Certes James et Brian n'ont pas eu de vie commune, mais à travers leurs textes on peut voir un point de vue partagé à propos de celle ci. Espérons une longue vie à Broken Bells.

Le duo électronique canadien Crystal Castles revient avec un deuxième album, même nom que le premier, Crystal Castles (II).
Comment le qualifier de... décevant?
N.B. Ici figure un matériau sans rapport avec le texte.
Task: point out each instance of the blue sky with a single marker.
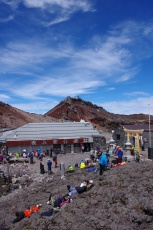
(99, 50)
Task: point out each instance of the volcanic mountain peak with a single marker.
(70, 109)
(76, 109)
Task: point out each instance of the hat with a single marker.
(68, 187)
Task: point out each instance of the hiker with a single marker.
(103, 163)
(31, 157)
(72, 190)
(42, 170)
(132, 150)
(26, 213)
(120, 155)
(82, 165)
(49, 164)
(59, 202)
(55, 160)
(137, 157)
(70, 169)
(92, 157)
(84, 186)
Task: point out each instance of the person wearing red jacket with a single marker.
(25, 213)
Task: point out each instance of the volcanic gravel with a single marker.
(121, 200)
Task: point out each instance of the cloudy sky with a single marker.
(99, 50)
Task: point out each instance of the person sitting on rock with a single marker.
(26, 213)
(70, 169)
(72, 190)
(84, 187)
(49, 164)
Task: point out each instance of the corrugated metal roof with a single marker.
(36, 131)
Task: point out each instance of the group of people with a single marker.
(60, 202)
(49, 165)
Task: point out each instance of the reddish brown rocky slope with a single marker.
(70, 109)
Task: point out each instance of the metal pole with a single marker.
(149, 128)
(62, 168)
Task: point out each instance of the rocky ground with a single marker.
(121, 200)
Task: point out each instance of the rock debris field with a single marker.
(121, 200)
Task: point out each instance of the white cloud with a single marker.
(139, 105)
(39, 107)
(71, 5)
(59, 10)
(9, 18)
(4, 97)
(136, 93)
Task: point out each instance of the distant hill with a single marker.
(70, 109)
(11, 117)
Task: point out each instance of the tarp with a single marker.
(92, 169)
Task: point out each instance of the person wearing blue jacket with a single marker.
(103, 163)
(120, 155)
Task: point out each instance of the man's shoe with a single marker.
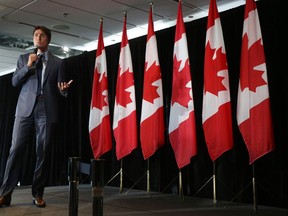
(5, 200)
(39, 202)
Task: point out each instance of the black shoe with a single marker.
(5, 200)
(39, 202)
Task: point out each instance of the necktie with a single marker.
(39, 67)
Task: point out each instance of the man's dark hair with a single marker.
(45, 30)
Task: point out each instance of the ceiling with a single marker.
(75, 23)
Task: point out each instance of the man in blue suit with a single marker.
(40, 75)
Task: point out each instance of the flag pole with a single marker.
(148, 176)
(254, 188)
(214, 184)
(180, 185)
(121, 176)
(120, 173)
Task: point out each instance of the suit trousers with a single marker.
(23, 127)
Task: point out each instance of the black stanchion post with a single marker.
(73, 178)
(97, 178)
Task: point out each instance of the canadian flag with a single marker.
(182, 130)
(124, 119)
(152, 115)
(216, 112)
(253, 106)
(99, 119)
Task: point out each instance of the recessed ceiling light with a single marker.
(60, 27)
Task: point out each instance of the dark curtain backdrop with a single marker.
(233, 172)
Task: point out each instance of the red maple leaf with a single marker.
(125, 81)
(250, 77)
(181, 93)
(151, 75)
(99, 87)
(213, 82)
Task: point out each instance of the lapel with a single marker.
(48, 66)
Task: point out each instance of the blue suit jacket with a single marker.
(26, 79)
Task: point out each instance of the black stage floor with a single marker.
(128, 203)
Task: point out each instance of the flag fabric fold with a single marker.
(253, 104)
(216, 112)
(99, 119)
(182, 129)
(152, 114)
(124, 118)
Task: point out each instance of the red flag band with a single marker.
(182, 130)
(152, 114)
(253, 106)
(99, 120)
(216, 112)
(124, 121)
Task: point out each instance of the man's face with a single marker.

Autant sur le premier EP on adorait Alice Practice, parce que ça nous laisser un peu bête "oh tiens on arrive à bidouiller de la gameboy de nos jours? c'est fou la technologie!" et aussi parce que, au niveau du ressentiment, c'était assez impressionnant, surtout avec Knights qui te faisait froid dans le dos, XXZXCUZX, Love and Caring, Courtship Date, Black Panther, ainsi que le fabuleux Crimewave avec Health, le genre de musique qui te donnait envie de sauter sur un champignon avec ton ami Luigi et Mario Kart.
Et bien ce n'est pas une réussite. Déjà la pochette, c'est pas que mais, je pense que Benoit XVI, il en aurait fait tout un scandale, les photos dans un cimetière, surtout avec une petite fille qui fait plus ou moins peur, c'est pas très catholique tout ça (enfin il y a toujours pire).
La qualité de Doe Deer est vraiment affreuse (même si on se doute que c'est fait exprès), on croirait un enregistrement en plein concert, c'est limite insupportable pour les oreilles. I Am Made Of Chalk on croirait que tu nages avec les dauphins. Les titres sont toujours aussi joyeux Year Of Silence, Suffocation, Violent Dreams, Empathy. Ce qui est clair et net, c'est que le second volet des Crystal Castles est lassant, on accroche pas le moindre, on est juste déçu tout simplement.